I have a question about using pg_upgrade on a very large database. It is not feasible to copy the data location, so I am looking at the link option (pg_upgrade -k). That is, for the same reason it is not practical to run pg_dumpall / restore it is not practical to copy several tens of terabytes of data files during each migration. My two very small tests have failed, no doubt due to my own lack of understanding. I did not have 8.x software on my test computer, so I was testing pg_upgrade using 9.0.2 and 9.0.3. Goal: in place upgrade of a cluster named test. Built a clean system with CentOS 5.4 x86_64 and 8 GB RAM (it is running in a VirtualBox VM under Windows 7). Installed 9.0.2 (PGHOME=/pghome/9.0.2). Created a cluster with a few million rows of sample data (PGDATA=/pgdata1/test). Just one regular table with one column of type numeric populated with numbers from 1 to 1,000,000. No indexes or other objects. pg_ctl stop Installed 9.0.3 (PGHOME=/pghome/9.0.3) including the contrib modules for pg_upgrade and pg_upgrade_support. su - postgres and try to run initdb per documentation, but failed since the data dir is already populated. Should the documentation be modified to note initdb is not to be run when using pg_upgrade in link mode? Ran "pg_upgrade -k" with additional flags for the old and new bin dirs, etc. as shown below. Through trial and error I found I must unset certain env. variables. I am setting a number of other variables simply to shorten what must be typed on the command line for the pg_upgrade parameters.
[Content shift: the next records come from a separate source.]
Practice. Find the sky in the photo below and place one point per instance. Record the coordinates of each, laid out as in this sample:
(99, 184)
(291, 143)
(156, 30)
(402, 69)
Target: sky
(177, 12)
It errors out saying the cluster already has files, which of course is expected since I am using the -k flag. Aside from the fact that I do not need to use pg_upgrade to do a minor release and this is purely an example, what am I doing wrong? Am I misunderstanding the meaning of the link option? I assume for upgrade in place the old and new cluster are the same thing, just the binaries are different. I also assume env. variables are allowed and you are not opening other windows/sessions. -Mark
|